Application Security Engineer

Narayana Health (NH) is seeking a motivated and hands-on Application Security Analyst to join our technology arm, Athma SDC, in Bengaluru. This role is crucial for ensuring the security of our next-generation healthcare products. You will be responsible for conducting comprehensive Vulnerability Assessment and Penetration Testing (VAPT) for web and mobile applications, alongside supporting secure SDLC initiatives using SAST, SCA, DAST, and MAST methodologies. As a key member of our team, you will collaborate closely with development, DevOps, and product teams to proactively identify, validate, and remediate application security risks, contributing to our mission of making healthcare safe and affordable.

Key Responsibilities:

• Perform in-depth Web and Mobile Application VAPT to uncover security vulnerabilities, misconfigurations, and critical logic flaws.
• Conduct rigorous security testing leveraging SAST, SCA, DAST, and MAST tools and techniques.
• Manually validate findings to ensure accuracy, eliminate false positives, and assess real-world exploitability.
• Execute specialized API security testing, focusing on authentication, authorization, business logic, and rate limiting.
• Partner with development teams to embed robust security controls throughout the Secure Software Development Lifecycle (SSDLC).
• Provide clear, actionable remediation guidance rooted in secure coding best practices.
• Map identified vulnerabilities to industry standards, including OWASP Top 10 (Web, API, Mobile) and MASVS.
• Assist in the development and maintenance of application security standards, testing procedures, and guidelines.
• Support ongoing re-testing and validation for the closure of identified vulnerabilities.
• Continuously stay abreast of emerging threats, novel attack techniques, and evolving application security trends.
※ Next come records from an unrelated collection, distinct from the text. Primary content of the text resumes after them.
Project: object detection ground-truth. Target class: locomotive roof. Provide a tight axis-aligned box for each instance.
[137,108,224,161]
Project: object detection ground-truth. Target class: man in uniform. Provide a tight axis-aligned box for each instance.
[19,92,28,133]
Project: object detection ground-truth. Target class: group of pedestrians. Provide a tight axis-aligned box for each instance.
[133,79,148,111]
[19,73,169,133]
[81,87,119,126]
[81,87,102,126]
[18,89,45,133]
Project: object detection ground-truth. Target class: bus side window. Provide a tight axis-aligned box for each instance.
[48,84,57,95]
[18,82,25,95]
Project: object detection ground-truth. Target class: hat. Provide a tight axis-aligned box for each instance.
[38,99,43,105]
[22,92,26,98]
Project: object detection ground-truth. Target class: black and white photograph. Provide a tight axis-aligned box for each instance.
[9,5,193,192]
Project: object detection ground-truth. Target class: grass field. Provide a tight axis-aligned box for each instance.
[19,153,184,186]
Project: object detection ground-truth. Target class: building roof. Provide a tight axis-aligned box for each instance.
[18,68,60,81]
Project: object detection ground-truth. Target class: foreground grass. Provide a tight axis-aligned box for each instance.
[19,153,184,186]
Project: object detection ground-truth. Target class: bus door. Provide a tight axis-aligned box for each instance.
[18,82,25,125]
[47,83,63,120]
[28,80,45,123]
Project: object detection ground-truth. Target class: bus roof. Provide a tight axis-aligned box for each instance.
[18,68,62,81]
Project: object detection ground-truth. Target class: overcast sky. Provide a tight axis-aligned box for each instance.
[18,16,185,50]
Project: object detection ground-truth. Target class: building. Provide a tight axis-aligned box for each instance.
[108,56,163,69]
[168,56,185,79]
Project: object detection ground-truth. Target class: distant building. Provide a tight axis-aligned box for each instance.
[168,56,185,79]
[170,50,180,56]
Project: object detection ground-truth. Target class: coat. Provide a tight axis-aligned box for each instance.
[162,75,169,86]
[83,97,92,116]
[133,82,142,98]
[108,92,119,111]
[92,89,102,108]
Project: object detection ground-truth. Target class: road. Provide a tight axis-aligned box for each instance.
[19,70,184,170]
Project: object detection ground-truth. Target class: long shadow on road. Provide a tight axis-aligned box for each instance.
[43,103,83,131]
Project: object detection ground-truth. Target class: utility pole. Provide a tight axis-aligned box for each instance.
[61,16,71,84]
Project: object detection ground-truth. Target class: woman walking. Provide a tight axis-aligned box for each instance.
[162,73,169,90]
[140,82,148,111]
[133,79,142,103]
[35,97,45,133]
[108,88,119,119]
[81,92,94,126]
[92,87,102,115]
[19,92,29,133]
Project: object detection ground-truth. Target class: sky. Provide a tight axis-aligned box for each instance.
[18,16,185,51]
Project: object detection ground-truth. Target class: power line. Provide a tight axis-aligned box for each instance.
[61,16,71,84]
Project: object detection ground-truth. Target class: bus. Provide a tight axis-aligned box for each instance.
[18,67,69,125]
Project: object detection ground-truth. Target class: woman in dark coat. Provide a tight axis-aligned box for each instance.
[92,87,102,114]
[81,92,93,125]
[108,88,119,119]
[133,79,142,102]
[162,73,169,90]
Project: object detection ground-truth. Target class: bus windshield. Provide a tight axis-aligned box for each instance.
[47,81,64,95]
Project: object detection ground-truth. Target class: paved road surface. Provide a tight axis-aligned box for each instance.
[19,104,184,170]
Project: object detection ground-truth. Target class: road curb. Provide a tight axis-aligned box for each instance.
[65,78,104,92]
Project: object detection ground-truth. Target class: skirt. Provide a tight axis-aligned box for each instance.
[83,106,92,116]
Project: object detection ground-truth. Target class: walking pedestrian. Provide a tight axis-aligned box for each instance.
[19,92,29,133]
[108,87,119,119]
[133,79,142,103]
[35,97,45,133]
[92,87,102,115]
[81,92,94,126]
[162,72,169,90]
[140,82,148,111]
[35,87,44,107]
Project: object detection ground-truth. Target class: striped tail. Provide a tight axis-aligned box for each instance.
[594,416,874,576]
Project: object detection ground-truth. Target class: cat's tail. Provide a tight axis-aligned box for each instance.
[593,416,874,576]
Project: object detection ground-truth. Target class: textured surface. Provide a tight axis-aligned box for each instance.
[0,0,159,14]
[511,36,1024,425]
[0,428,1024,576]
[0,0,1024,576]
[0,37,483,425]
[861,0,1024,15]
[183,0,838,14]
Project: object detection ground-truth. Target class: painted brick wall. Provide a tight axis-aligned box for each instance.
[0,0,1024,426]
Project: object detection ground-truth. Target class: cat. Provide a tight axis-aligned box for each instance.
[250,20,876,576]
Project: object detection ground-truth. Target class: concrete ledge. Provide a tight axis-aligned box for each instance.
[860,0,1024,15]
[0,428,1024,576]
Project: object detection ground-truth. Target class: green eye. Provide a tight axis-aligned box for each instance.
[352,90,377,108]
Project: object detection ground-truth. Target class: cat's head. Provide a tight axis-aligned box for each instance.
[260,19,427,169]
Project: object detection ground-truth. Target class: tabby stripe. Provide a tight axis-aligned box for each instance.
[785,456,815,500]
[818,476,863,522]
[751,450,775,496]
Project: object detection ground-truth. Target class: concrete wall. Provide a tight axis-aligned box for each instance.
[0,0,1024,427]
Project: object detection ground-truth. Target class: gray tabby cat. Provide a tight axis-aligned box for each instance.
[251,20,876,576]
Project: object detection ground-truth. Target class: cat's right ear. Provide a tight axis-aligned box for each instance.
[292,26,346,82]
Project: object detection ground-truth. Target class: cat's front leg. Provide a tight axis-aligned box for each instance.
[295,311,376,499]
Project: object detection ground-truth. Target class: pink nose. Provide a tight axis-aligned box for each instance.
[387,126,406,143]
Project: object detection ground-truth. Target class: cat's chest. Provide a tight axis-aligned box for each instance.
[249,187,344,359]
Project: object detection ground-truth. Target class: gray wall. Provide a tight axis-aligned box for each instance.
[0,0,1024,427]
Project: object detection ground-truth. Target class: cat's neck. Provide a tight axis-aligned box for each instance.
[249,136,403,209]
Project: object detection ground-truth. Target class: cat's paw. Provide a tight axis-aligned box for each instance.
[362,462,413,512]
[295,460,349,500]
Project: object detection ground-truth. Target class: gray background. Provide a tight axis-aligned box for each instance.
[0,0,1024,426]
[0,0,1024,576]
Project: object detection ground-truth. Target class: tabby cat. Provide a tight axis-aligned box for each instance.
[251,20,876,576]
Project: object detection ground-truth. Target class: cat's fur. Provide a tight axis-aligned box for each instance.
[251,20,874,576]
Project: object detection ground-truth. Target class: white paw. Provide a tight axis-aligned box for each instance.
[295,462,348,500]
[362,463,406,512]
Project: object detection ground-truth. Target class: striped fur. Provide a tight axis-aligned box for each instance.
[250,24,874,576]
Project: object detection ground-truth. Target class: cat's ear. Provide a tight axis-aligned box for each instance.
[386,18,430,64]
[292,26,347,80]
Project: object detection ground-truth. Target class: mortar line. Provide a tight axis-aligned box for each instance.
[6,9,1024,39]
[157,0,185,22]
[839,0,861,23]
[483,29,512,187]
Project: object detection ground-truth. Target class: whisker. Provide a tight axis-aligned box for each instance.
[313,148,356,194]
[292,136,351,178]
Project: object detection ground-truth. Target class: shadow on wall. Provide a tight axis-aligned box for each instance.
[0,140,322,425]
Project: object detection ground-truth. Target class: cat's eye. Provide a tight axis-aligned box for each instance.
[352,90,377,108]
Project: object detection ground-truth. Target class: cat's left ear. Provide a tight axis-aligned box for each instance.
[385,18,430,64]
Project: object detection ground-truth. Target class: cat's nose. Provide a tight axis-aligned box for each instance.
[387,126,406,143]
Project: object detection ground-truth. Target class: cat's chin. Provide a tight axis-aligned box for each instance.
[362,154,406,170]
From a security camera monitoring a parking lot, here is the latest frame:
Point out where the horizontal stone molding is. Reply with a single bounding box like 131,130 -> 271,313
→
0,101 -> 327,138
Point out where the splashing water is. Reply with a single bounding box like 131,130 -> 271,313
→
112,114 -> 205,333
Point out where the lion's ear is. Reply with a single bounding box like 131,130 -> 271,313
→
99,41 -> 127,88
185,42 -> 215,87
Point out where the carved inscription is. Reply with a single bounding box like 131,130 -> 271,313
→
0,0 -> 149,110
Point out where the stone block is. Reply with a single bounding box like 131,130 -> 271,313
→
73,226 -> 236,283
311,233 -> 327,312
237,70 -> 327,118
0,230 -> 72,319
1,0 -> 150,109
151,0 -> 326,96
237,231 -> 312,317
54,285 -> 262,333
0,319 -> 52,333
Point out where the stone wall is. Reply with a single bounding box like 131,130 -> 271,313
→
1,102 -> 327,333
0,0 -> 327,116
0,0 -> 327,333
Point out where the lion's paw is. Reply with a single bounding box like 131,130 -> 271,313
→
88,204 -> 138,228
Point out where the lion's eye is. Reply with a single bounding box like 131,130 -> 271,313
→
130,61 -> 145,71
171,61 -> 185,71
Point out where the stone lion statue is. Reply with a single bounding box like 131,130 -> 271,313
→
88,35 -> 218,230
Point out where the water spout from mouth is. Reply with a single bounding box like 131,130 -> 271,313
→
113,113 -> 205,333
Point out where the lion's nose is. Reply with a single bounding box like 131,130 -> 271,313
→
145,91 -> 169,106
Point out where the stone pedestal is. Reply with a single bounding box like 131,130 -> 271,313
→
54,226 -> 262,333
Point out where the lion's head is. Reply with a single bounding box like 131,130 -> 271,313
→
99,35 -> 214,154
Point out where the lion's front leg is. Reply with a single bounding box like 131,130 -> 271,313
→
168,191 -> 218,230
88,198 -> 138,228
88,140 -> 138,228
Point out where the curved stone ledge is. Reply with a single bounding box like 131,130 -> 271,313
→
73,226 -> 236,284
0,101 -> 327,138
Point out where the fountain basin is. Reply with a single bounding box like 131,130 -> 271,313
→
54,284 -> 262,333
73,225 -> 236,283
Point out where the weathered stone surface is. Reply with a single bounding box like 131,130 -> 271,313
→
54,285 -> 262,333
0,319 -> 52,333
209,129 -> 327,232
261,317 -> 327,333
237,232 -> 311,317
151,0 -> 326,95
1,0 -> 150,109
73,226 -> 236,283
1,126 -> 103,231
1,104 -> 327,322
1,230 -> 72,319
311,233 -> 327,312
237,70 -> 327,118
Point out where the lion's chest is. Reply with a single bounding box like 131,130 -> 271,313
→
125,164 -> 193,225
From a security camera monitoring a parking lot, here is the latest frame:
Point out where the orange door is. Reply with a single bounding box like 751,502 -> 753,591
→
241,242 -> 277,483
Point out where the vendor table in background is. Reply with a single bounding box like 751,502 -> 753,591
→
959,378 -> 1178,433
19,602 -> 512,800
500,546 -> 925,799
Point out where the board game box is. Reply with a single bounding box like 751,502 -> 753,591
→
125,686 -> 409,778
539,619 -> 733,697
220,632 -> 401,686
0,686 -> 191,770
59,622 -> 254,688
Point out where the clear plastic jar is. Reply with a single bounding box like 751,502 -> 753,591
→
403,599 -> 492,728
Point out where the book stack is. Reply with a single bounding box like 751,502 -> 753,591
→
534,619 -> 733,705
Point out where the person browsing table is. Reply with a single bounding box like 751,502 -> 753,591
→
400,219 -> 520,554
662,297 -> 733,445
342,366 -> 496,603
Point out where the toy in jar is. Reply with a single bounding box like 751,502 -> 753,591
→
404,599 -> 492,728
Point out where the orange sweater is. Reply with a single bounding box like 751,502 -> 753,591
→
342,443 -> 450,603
Required Skills & Qualifications:

• Minimum of 3 years of hands-on experience in Application Security or Vulnerability Assessment and Penetration Testing (VAPT).
• Strong understanding of Web, API, and Mobile application architectures.
• Practical experience with VAPT tools, including proficiency with Burp Suite (Professional preferred) and OWASP ZAP.
• Experience with mobile testing tools such as MobSF, Drozer, or Frida is highly desirable.
• Solid knowledge of OWASP Top 10 (Web, API, Mobile) and common vulnerabilities (e.g., IDOR, Authentication issues, Business Logic flaws, Injection, XSS, CSRF).
• Experience working with SAST, SCA, and DAST tools (tool-agnostic understanding is acceptable).
• Proficiency in analyzing logs, HTTP traffic, and application behavior to identify security flaws.
• Excellent reporting skills, with the ability to articulate risks clearly to both technical and non-technical stakeholders.
• Good understanding of secure coding practices.

Good to Have:

• Experience with Mobile App Security Testing (Android/iOS).
• Exposure to CI/CD security integration.
• Familiarity with cloud application security basics (AWS/Azure).
• Knowledge of Threat Modeling concepts.
• Relevant Appsec-related training certifications.

Soft Skills:

• Strong analytical and problem-solving mindset.
• Effective communication and documentation skills.
• Ability to collaborate effectively with cross-functional teams.
• A proactive willingness to learn and adapt in a dynamic security landscape.